In the end I still just was not satisfied that I had came up with reproducible results for effectively touching up the convex honed edge, at least not as reliably as I can with flat hones. If you have better luck than I did I would like to hear any input or findings you come up with.
 
It’ll be hard for me to be of that much help as i dont regularly use pastes or sprays for effective touch up. I only have 1.0, 0.5, and 0.25 diamond spray and no pastes but i’ll Give what i have a try
 
Hopefully you can make out the convexity

proxy.php

tbh, its very slight but it matches the hones. I’m waiting for .25 spray to dry before trying it out.
 
Hopefully you can make out the convexity

proxy.php

tbh, its very slight but it matches the hones. I’m waiting for .25 spray to dry before trying it out.

Very nice! Seeing as how you are carrying on with where I left off, it is only fair of me to offer some diamond paste. If you want to try it out I can send enough to at least cover the block once or twice. I have 0.5 0.25 & 0.1

And the experiment lives on!
 
I just convexed an 8x3 piece of pine. I am going to see if i can glue a piece of strop leather to it without issue.

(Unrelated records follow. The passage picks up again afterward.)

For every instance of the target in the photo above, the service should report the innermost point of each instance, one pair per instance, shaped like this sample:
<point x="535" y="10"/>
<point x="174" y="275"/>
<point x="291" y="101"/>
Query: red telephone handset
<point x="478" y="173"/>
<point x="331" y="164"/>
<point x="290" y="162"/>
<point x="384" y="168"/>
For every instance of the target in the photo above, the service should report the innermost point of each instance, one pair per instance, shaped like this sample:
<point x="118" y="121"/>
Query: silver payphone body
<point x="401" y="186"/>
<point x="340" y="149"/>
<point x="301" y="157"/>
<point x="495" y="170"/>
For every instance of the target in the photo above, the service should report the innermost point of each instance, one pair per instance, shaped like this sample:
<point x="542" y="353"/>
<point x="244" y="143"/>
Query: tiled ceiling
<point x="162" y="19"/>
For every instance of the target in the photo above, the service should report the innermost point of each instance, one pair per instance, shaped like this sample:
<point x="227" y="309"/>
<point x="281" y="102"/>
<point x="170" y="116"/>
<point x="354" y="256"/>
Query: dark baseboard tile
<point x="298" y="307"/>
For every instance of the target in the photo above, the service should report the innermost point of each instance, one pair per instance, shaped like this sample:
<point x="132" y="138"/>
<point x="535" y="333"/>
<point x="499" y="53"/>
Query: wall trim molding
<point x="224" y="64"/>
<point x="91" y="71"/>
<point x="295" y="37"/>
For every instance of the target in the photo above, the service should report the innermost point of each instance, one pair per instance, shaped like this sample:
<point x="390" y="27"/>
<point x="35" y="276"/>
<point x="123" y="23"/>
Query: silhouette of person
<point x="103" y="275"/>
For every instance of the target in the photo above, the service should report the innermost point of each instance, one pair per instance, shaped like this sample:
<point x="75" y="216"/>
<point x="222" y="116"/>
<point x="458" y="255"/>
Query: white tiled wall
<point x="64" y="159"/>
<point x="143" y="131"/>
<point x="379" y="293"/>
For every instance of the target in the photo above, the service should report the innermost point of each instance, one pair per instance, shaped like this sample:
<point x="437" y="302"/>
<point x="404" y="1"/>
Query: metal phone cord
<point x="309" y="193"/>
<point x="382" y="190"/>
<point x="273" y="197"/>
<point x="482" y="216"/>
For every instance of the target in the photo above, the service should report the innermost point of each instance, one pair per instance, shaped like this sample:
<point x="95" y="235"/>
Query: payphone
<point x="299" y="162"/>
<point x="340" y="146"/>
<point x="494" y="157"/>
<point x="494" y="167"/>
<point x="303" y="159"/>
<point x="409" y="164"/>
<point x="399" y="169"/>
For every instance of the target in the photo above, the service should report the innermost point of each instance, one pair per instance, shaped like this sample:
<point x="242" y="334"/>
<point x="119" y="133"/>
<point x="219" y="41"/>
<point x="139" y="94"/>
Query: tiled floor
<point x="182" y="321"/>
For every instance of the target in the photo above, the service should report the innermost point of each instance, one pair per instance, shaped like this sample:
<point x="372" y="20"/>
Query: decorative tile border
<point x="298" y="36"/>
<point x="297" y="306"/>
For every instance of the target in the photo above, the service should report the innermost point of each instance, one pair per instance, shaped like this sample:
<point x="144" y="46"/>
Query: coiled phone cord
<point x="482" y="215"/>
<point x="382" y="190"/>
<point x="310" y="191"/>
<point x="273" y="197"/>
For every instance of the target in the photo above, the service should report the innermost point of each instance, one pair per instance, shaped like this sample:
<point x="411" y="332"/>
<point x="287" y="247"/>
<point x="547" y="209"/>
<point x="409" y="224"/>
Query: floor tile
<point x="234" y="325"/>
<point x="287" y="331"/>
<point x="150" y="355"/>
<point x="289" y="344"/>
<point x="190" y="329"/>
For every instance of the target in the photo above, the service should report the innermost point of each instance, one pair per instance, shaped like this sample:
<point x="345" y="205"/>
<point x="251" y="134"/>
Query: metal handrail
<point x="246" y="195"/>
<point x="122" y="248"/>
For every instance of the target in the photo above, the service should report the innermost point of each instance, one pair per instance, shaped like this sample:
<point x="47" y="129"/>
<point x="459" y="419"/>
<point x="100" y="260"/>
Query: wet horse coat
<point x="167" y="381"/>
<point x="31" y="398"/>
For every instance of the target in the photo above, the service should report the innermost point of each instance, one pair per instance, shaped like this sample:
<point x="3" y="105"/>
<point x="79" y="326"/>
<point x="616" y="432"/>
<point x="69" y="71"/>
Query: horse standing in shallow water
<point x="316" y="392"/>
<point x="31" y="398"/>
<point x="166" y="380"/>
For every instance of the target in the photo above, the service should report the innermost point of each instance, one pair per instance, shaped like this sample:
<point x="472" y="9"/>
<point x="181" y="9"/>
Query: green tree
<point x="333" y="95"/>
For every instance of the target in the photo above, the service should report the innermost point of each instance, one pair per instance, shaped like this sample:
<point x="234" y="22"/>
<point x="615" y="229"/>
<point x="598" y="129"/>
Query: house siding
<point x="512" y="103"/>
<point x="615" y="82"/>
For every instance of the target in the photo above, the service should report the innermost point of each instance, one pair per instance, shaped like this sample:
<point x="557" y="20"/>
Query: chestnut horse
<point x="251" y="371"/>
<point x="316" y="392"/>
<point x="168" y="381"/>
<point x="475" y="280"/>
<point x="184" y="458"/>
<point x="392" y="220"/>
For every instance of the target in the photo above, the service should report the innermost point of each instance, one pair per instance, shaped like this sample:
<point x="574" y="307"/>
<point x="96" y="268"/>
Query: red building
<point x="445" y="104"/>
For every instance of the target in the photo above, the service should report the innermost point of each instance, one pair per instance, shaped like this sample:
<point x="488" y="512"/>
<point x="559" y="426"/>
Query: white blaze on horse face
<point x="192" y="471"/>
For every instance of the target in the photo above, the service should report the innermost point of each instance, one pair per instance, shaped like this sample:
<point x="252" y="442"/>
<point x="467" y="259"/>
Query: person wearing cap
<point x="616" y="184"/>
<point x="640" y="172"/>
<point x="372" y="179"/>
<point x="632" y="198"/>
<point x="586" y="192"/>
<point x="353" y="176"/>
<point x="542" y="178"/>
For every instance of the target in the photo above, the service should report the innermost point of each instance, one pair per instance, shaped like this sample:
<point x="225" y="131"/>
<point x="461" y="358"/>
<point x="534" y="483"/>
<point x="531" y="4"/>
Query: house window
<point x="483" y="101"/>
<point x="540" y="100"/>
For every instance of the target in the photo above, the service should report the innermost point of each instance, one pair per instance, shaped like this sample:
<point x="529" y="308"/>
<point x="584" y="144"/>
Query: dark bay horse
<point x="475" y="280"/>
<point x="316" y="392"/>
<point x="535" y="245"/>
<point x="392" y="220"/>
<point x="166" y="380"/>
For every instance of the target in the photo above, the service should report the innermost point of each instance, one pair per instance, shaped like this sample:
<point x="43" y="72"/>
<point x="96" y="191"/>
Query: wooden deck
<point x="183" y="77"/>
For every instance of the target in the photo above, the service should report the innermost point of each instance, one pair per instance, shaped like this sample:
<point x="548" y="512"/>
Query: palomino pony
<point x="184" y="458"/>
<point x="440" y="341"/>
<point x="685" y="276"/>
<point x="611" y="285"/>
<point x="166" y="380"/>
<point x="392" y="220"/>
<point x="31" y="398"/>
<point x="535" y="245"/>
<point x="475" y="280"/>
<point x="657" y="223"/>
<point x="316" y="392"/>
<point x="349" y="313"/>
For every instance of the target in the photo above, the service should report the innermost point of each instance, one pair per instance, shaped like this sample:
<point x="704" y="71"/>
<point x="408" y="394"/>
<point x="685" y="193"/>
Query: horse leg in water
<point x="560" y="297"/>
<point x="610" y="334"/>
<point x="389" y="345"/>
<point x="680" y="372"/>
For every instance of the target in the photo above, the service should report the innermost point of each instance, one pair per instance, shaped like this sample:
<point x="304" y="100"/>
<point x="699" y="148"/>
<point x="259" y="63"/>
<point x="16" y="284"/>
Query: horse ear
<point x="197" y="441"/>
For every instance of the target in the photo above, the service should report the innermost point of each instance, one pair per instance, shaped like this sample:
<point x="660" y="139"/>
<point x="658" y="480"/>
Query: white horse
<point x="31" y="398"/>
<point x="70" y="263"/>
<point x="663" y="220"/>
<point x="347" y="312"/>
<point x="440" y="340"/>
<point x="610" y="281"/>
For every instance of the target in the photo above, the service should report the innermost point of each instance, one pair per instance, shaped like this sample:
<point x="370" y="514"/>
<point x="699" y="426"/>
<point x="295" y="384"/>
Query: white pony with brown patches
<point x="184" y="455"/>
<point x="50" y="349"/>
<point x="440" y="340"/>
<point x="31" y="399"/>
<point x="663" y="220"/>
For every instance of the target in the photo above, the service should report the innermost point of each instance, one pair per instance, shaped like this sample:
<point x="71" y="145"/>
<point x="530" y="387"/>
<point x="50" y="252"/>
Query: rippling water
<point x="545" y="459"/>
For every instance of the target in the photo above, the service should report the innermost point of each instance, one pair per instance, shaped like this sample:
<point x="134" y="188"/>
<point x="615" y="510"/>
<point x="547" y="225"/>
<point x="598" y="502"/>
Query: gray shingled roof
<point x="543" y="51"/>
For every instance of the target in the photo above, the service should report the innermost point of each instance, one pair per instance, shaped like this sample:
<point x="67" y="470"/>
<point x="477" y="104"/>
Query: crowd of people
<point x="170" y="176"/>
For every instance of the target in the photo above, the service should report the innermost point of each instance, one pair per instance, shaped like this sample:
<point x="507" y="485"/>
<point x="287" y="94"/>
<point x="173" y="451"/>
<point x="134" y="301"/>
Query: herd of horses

i was also thinking of the variations
  • Convex base/flat leather
  • Flat base/convex leather
  • Convex base/convex leather
 
@Xijukx

the 8x3 was looking a bit too big from what i needed, so I made a 5x1.5 out of same pine. i lightly sanded the leather bottom, but kept it flat and glued it down. you can definitely feel the convexity, even if you can't see it that well. feels nice to strop with also as i've already given it a couple of laps.

proxy.php
 
@Xijukx

the 8x3 was looking a bit too big from what i needed, so I made a 5x1.5 out of same pine. i lightly sanded the leather bottom, but kept it flat and glued it down. you can definitely feel the convexity, even if you can't see it that well. feels nice to strop with also as i've already given it a couple of laps.

proxy.php


Looks good. How stiff is the leather? The convexity is very subtle but I guess my overall point will still be true, does it make better contact along the length of the entire edge? I was using a microscope to check the striations from the diamond pastes, but you should be able to see with a loupe if you have one.
 
The leather wasnt super stiff nor pliable, but it molds to the base.

i have a bunch of “junk” including usb microscope, handheld 60-120x and a 30x/60x loupe to check.
 
I sent that out yesterday. It is by TechDiamondTools, they sell on Amazon for 10$ or less a tube. They have all different grits and in different diamond concentration, I think these 3 are the highest grits in 10% concentration. I have found it to be great quality and the tube will last a lifetime probably.
 
Finally applied the .1 to the convex leather. Funny how trying to apply and use these makes me feel like a newbie.

I let the paste dry and then stropped the concave edge. The edge off it was pretty nice.

So i need to use these pastes more or less for every shave?